Displays examples where the model misclassified the input.  
Helps analyze common errors and model limitations.


In [None]:
print("\nExamples of wrong predictions:\n")
wrong_indices = np.where(y_pred != y_test)[0]
for i in wrong_indices[:5]:
    original_idx = test_indices[i]
    true_label = index_to_label[y_test[i]]
    pred_label = index_to_label[y_pred[i]]
    text_sample = df.loc[original_idx, "clean_text"]
    print(f"Text (truncated): {text_sample[:100]}...")
    print(f"True label: {true_label}")
    print(f"Predicted label: {pred_label}\n")

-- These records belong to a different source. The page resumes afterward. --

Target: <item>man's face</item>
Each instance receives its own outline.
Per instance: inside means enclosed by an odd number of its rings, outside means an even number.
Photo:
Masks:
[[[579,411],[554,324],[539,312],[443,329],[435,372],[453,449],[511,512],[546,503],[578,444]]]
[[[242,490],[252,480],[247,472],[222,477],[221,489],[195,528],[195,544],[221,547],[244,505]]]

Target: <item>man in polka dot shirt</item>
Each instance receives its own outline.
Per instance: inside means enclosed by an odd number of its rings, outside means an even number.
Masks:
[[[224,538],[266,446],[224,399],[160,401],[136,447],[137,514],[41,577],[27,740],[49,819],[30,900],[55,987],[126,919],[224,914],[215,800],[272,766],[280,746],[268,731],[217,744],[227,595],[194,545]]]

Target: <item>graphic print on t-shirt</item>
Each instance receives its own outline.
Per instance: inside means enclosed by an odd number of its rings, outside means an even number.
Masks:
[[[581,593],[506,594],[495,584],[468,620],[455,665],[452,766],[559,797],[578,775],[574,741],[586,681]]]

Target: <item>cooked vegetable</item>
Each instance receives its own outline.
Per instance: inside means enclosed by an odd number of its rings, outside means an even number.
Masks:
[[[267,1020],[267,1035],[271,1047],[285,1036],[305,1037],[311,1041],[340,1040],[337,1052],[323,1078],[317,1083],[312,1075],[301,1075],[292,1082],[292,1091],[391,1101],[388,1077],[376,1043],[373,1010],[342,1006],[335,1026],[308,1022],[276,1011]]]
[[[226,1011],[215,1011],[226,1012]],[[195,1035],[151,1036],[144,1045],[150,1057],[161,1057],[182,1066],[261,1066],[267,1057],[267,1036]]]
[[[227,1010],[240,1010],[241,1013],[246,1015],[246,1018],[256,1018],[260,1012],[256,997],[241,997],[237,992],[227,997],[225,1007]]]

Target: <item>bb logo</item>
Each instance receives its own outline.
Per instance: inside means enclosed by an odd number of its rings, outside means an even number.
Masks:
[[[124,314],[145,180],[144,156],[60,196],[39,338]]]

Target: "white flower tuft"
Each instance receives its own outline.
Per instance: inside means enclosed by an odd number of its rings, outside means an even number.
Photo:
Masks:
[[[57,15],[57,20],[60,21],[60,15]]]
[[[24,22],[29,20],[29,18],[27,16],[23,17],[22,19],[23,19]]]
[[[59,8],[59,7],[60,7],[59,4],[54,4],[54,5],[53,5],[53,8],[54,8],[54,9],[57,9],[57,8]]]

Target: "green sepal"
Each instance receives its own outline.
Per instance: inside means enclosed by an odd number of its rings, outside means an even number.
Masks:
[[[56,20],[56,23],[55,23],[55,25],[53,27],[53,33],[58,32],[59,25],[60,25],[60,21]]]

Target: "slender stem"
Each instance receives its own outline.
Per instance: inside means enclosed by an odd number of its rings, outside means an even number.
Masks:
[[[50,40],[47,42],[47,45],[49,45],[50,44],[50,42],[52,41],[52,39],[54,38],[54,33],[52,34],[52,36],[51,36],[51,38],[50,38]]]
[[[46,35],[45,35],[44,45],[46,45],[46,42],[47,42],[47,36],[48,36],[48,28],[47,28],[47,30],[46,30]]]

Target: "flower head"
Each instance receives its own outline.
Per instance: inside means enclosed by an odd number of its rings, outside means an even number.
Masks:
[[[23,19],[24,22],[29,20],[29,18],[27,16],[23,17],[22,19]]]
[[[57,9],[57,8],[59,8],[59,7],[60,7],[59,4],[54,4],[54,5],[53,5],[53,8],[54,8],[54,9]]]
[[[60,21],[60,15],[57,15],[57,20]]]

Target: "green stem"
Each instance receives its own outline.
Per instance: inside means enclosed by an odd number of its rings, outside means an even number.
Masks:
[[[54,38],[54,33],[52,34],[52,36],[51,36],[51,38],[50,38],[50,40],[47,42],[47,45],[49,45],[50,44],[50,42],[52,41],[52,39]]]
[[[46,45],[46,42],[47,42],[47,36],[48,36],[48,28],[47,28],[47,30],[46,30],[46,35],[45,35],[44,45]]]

Examples of wrong predictions:

Text (truncated): صلل وطن اقم فرق وعي بشر صلل خدم صرف صحي ندة عرف شرع صرف صحي صلل وذل درس خول بنت حكم علم عام صبح يوم ...
True label: economy
Predicted label: local

Text (truncated): برء من اجد حرز قبل دكتور حسن بن سعد كشب عمد كلة برء رحل ونس رضا حاج حمد الذي زار كلة صبح امس وتأ هذه...
True label: sports
Predicted label: local

Text (truncated): قعد بين ما هي همي درس ونع درس عتبرم اسس عمل و لها هدف مهم وهم انه تبن قعد بين يمكن عليها وضع خطة راد...
True label: local
Predicted label: economy

Text (truncated): هيماء من خلف بن صلح درع عقد نصر بن عبدالل عبر دير درة ربي علم نطق سطى ؤخر جمع ثني دير درس نطق لهذا ع...
True label: local
Predicted label: local

Text (truncated): كتب سلم رحب عرض فرق زون سرح خلل شرك في دور ربع هرج دلف سرح جمع ارد سرح حقق والتي الف عمد شنفر خرج وس...
True label: culture
Predicted label: local



## Conclusion

This task demonstrated a deep learning approach to Arabic text classification using an LSTM model.  
Key observations:

- The LSTM network was able to capture sequence-based features in Arabic texts.
- Performance was reasonable, though slightly below that of transformer-based models like AraBERT.
- The model remains simpler and lighter, which can be beneficial in low-resource environments.